By Leslie Eaton

WASHINGTON, Dec. 15 - Hector V. Barreto, the head of the Small Business Administration, defended his agency's response to the Gulf Coast hurricanes on Thursday on Capitol Hill, saying the agency had responded "quicker to this event than any in our history."

But amid evidence of growing backlogs and high rates of rejection in the agency's disaster loan program to businesses and homeowners, Democrats attacked his performance.

Senator John Kerry of Massachusetts, the ranking Democrat on the Senate Committee on Small Business and Entrepreneurship, issued a scathing statement accusing Mr. Barreto of offering small businesses in the gulf region "only hurricane-force spin," rather than real assistance.

Government officials and business organizations have complained that the agency has approved only a small number of low-interest business loans - fewer than 3,000 as of Dec. 13, according to the agency's own data. Almost 7,000 business loan applications have been rejected, and more than 27,000 are pending.

The backlog is far larger for homeowners who have applied for loans. The New York Times reported on Thursday that more than 175,000 applications - almost two-thirds of those the agency had received - had not yet been processed. More than 81 percent of the applications that have been processed were rejected.

To support his argument that the agency had moved quickly to respond to the hurricanes, Mr. Barreto said at a news conference that his agency had approved $1 billion in loans just as fast as it had in 1994, when the Northridge earthquake struck Southern California. But some critics of the agency contend that computer processing has improved significantly in the last decade, adding that the agency was slow back then, too.

As he has in the past, Mr. Barreto attributed the agency's high rejection rate to the high poverty levels in the areas struck by the hurricanes. "We're being as lenient as possible within the limits of our authority," he said of the loan programs.

Mr.

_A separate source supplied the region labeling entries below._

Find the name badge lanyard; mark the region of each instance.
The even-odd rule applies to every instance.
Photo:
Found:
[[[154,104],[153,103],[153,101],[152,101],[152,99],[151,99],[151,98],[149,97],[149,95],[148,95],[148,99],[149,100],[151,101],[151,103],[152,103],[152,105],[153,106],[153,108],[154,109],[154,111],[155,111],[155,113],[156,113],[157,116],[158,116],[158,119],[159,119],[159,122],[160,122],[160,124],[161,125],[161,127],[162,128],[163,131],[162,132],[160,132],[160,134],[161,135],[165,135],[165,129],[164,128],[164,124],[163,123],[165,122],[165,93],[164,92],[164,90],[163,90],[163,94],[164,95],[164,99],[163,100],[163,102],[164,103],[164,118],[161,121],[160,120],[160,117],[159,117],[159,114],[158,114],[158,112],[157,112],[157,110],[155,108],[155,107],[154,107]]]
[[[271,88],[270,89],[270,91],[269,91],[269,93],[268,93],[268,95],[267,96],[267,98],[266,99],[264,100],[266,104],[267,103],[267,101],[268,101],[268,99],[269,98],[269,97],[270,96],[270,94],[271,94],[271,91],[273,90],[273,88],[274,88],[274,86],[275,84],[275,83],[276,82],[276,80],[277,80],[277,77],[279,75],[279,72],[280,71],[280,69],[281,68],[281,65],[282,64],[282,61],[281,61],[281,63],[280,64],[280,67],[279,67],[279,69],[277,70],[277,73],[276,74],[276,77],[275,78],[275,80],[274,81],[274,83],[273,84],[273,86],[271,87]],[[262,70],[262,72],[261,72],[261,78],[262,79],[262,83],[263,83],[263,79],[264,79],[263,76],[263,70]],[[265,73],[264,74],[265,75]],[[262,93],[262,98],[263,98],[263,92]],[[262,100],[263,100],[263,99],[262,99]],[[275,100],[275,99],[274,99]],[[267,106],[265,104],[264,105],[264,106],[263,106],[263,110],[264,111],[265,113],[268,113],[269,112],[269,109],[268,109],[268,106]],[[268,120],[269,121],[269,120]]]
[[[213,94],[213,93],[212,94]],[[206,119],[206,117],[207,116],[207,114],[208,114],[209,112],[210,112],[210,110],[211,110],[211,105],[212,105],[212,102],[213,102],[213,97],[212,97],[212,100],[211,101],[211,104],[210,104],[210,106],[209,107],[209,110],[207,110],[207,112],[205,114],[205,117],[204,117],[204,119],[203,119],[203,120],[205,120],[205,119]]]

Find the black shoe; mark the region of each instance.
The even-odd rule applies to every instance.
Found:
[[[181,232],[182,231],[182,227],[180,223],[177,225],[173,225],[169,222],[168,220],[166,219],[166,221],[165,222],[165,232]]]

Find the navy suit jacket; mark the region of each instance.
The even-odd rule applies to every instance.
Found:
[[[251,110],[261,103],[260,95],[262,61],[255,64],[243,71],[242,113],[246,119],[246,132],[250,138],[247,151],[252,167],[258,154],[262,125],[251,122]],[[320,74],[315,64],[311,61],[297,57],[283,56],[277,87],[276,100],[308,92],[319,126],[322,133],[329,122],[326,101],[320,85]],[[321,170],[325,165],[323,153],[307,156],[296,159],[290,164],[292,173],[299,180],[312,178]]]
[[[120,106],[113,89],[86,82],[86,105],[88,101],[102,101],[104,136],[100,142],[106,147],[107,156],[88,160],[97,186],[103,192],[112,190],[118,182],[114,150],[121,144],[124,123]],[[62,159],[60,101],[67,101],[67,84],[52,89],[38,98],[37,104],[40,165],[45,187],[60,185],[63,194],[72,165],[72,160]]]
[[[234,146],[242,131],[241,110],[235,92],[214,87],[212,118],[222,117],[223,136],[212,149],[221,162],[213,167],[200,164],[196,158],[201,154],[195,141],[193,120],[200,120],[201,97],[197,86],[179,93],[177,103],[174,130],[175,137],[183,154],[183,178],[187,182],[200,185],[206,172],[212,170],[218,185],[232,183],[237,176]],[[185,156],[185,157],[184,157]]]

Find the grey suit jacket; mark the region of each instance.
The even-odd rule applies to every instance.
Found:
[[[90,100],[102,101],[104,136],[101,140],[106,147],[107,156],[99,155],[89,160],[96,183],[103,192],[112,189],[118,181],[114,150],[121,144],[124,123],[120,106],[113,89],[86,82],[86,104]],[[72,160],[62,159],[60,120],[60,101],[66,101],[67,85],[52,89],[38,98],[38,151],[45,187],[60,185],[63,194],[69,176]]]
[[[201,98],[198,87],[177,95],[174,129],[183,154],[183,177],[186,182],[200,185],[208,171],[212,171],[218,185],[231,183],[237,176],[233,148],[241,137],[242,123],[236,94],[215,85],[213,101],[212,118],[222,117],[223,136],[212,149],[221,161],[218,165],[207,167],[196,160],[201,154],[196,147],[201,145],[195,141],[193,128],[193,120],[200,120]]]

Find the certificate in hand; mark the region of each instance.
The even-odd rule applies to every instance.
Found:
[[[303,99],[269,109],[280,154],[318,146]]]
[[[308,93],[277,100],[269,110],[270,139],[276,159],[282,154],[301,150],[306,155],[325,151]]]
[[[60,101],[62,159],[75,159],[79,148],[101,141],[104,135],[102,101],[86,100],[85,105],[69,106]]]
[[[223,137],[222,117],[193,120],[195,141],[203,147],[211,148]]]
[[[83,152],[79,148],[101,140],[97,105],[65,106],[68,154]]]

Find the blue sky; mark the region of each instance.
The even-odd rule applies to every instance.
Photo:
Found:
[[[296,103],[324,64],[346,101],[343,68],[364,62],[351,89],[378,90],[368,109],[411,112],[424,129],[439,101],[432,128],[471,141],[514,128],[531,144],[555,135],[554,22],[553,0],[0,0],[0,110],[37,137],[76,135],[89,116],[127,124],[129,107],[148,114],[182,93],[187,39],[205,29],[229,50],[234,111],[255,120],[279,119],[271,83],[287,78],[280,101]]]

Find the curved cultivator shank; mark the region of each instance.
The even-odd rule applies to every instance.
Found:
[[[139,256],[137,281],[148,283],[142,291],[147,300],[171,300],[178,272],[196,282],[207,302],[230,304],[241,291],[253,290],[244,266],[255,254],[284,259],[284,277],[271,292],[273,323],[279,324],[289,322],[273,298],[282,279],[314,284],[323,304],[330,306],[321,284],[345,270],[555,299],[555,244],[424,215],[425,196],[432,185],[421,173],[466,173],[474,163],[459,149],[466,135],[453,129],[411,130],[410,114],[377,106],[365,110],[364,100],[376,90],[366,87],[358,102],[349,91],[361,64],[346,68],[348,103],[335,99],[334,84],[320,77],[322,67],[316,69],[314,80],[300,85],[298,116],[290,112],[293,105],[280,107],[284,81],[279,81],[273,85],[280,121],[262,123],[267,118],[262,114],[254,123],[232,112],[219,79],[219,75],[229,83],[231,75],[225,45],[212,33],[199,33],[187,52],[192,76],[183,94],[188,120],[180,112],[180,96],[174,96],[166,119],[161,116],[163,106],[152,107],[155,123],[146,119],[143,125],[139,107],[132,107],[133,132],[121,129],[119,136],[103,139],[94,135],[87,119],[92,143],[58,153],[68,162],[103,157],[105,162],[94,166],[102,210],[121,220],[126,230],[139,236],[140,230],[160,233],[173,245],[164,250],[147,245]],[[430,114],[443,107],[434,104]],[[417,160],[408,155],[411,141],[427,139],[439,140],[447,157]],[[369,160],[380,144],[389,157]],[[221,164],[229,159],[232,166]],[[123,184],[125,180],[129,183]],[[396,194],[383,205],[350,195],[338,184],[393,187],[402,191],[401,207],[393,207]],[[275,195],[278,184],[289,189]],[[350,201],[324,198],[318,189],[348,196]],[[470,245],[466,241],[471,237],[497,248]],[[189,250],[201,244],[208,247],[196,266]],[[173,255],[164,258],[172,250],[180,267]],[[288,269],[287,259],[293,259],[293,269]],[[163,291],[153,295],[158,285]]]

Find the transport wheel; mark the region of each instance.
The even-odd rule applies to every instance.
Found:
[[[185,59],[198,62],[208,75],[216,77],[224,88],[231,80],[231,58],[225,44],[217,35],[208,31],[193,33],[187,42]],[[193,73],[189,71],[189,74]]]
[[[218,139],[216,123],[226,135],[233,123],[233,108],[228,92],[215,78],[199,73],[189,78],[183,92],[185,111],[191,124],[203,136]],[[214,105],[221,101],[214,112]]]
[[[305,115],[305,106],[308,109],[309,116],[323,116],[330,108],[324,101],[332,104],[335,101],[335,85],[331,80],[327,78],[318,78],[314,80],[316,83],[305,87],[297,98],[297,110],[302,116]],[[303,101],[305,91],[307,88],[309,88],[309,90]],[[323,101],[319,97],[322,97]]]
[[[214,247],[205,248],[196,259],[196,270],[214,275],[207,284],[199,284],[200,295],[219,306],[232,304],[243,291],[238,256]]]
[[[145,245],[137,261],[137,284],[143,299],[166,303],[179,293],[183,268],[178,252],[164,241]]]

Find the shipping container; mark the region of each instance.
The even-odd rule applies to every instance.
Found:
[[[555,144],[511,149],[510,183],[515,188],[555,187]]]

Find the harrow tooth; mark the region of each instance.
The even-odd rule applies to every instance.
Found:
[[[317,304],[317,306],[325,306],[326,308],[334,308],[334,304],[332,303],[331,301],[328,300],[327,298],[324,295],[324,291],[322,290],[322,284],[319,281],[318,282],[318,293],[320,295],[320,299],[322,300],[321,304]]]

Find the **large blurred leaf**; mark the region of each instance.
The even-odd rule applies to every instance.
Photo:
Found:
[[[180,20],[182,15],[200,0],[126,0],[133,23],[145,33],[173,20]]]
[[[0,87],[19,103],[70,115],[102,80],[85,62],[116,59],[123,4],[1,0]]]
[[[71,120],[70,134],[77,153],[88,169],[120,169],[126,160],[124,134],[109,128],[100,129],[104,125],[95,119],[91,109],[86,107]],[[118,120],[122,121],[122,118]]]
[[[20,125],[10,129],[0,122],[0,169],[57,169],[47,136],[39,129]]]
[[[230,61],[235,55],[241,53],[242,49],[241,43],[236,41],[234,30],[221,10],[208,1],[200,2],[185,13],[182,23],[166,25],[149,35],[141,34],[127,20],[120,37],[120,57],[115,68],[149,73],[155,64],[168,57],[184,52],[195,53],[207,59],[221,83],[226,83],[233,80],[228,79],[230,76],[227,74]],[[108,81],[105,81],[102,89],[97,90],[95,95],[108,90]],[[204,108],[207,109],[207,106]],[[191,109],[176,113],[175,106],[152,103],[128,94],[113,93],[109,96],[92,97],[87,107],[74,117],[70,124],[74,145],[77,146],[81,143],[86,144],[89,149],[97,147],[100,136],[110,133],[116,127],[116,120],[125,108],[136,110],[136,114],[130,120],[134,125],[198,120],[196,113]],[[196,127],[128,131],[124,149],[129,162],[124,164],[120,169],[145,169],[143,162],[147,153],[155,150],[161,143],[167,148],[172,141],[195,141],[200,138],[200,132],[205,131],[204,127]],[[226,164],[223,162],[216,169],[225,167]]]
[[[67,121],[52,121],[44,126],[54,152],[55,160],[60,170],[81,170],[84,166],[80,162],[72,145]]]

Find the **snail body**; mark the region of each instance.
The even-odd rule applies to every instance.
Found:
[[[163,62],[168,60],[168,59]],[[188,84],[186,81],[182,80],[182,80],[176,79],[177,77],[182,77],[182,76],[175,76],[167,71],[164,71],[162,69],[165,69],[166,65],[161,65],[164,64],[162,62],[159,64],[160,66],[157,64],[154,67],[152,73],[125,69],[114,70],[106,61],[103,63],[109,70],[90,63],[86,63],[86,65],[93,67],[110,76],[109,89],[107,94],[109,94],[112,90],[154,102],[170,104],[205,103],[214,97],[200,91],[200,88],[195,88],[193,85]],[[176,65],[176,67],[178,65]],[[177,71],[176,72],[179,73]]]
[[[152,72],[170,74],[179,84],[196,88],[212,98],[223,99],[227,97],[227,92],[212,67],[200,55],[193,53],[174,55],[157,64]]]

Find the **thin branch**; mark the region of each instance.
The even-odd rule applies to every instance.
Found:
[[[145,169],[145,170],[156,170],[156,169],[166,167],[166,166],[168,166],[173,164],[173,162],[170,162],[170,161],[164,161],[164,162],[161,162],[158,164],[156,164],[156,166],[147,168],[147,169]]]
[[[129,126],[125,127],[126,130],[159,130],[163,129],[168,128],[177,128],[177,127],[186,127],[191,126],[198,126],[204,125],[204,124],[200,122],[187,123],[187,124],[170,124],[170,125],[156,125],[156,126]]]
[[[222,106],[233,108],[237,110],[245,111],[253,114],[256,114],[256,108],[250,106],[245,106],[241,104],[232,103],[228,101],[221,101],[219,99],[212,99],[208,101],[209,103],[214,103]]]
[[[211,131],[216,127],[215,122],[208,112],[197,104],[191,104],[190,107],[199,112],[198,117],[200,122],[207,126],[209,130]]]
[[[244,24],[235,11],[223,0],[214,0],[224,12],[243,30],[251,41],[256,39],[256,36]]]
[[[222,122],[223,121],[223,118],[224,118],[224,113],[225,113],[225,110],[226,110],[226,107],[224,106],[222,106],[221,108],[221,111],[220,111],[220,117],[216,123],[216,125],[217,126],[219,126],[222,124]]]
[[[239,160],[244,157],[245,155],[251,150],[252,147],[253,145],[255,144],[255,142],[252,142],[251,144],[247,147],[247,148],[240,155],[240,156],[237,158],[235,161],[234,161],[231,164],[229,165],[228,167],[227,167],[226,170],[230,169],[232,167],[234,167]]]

Barreto said 80 percent of loan applications were from people who did not want to borrow money, but who had to be rejected by his agency before they could seek additional grants from the Federal Emergency Management Agency. FEMA referred more than two million families to Mr. Barreto's agency based on the incomes they reported when they registered for federal assistance.

Mr. Barreto made his comments at a news conference called by the chairman of the House Small Business Committee, Representative Donald Manzullo, Republican of Illinois. Critics of the Small Business Administration were actually dissatisfied, Mr. Manzullo said, because it offered loans, which must be repaid, rather than grants.

As for the speed of the loan process, Mr. Manzullo pointed to the agency's experience in New York after the Sept. 11 terrorist attacks, when businesses complained of a slow pace in lending "despite the fact that S.B.A. workers went out of their way to provide assistance."

But twice as many of those businesses defaulted on their loans as in previous disasters, Mr. Manzullo said, so if loans are made quickly "and you try to satisfy complainers, you have a huge default rate."

Representative Nydia M. Velázquez of New York, the ranking Democrat on the House committee, repeated her call for Mr. Barreto to resign. "This administration has failed small businesses across the country and particularly at a moment of crisis," she said at a separate news conference.

Ms. Velázquez criticized what she said was the agency's decision to change its computer system just before the hurricane season began, and also its promotion of a loan program offered through banks.

The United States Hispanic Chamber of Commerce issued a statement on Thursday defending Mr. Barreto, saying that "politically motivated attacks leveraged against Administrator Barreto undermine the hard work of a dedicated public servant."